If you are adding any additional sugars or malt at bottling to carbonate the beer, then you should add fresh yeast to ensure that is what that sugar does. Once the beer is carbed, those yeast will go dormant, and any lactic or brett bugs can keep on slowly doing what they have been for the last 9 or so months.
Since brett and lactic cultures are still working on the dextrins in the beer, they will still probably be there. But even if they digest things in the beer, they might not produce gas.
If you have lactic bugs, some varieties do not produce any Co2 at all, including most dairy strains, although they will quickly consume the sugars and sour the beer further.
Even if the lactic bugs are gas producers, simple sugars are much easier for lactics to consume than the dextrins they have slowly been working on for months.
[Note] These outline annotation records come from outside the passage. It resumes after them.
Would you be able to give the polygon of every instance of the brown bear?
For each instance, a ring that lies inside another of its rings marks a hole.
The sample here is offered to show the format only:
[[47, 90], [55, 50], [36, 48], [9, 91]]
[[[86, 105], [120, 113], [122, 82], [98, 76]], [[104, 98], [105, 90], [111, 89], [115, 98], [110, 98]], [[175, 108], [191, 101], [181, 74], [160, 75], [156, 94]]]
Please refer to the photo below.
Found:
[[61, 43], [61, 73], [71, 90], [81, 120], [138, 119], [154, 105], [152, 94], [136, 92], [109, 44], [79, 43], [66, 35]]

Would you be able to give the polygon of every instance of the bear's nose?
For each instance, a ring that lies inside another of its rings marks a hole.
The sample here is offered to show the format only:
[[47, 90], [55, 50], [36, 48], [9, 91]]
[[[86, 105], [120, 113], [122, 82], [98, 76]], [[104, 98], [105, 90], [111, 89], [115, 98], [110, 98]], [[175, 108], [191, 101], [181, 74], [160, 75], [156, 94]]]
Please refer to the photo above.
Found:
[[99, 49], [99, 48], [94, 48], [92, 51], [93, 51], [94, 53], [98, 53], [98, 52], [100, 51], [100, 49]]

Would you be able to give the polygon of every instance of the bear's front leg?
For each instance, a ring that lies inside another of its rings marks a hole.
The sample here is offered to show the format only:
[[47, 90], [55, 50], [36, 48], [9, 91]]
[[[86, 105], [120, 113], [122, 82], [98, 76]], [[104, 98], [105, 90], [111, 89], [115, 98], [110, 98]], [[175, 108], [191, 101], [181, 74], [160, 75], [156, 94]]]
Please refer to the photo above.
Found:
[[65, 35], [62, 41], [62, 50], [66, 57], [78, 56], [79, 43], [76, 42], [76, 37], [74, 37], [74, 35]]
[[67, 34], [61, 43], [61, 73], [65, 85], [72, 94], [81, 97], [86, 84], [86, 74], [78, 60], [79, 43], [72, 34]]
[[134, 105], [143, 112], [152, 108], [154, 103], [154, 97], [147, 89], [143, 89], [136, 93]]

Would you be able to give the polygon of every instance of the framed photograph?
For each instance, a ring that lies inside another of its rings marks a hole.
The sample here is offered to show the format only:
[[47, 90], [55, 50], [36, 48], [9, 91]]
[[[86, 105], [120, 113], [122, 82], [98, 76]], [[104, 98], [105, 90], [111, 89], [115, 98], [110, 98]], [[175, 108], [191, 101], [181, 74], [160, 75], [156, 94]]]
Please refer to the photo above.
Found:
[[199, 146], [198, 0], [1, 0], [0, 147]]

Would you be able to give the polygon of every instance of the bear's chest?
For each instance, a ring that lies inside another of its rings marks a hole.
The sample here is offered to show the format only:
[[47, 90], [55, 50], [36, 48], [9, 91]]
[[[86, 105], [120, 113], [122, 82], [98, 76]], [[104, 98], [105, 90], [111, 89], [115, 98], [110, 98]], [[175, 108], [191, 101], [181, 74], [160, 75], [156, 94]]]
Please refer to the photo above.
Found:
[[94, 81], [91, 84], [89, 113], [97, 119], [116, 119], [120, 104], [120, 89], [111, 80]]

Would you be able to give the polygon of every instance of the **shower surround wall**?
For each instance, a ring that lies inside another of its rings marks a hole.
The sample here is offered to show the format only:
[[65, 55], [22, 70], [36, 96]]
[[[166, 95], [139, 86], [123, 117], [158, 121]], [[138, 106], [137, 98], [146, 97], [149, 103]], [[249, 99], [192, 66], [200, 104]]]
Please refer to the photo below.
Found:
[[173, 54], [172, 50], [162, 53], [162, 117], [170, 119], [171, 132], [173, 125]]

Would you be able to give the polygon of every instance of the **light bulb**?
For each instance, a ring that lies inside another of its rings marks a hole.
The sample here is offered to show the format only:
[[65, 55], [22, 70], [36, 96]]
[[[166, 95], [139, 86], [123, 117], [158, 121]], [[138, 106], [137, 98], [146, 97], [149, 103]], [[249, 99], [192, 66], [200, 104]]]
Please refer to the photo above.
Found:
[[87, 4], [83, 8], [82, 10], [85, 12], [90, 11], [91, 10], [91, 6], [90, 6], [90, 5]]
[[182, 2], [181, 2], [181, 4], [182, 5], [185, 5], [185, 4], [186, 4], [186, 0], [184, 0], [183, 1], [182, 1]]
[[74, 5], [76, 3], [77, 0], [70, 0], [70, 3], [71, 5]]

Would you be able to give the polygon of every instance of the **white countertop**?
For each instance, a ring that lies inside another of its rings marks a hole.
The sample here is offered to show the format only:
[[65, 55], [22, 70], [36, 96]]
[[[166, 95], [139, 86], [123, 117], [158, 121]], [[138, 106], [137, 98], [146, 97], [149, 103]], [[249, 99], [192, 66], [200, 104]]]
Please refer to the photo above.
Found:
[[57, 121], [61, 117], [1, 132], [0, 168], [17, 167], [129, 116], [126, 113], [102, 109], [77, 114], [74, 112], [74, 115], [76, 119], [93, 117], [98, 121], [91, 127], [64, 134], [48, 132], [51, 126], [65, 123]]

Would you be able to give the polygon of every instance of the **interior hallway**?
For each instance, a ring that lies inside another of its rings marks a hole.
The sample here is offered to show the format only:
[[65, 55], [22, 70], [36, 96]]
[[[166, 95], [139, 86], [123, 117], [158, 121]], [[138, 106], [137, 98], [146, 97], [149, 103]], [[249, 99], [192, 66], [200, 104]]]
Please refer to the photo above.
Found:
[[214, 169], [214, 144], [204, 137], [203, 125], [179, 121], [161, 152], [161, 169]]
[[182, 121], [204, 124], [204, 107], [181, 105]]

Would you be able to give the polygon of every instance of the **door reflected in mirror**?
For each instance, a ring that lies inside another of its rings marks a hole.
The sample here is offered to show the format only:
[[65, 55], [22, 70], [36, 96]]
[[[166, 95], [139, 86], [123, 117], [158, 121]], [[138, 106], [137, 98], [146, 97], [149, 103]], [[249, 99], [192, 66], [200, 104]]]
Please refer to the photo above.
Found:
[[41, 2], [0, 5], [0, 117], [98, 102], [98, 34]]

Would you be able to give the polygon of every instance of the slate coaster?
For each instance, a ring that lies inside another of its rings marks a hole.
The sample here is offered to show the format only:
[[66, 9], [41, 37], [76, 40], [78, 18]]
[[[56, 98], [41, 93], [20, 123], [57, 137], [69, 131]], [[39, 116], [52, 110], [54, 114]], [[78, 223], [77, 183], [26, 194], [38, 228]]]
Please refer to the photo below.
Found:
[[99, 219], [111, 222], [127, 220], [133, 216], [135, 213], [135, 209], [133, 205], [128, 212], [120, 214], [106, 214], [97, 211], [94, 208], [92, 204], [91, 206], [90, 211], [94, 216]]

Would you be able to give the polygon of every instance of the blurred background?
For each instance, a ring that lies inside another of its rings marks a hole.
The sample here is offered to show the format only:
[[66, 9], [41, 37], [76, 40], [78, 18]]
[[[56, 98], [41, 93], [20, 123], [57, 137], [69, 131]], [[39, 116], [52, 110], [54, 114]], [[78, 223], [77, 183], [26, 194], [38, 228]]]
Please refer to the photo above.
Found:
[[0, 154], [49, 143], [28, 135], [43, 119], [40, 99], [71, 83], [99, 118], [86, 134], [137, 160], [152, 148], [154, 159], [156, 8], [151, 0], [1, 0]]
The lactics will probably get to the sugar before any small amount of dormant live yeast that may present. So your beer will carbonate fairly quickly, but it will be noticeably more sour than before you bottled it.
I can't say about Brett, I don't know if it will create Co2 or not, it might depend on what type of carbohydrate they are digesting. If it is sugar, it will most likely produce gas. But again, if there are lactic bugs present, the brett will be competing with them for the sugars.
You really should be adding yeast if you are adding sugar. However, if you aren't adding sugar, the beer may still carbonate if the strains present are gas producers, as they slowly work on the dextrins, but it will take time.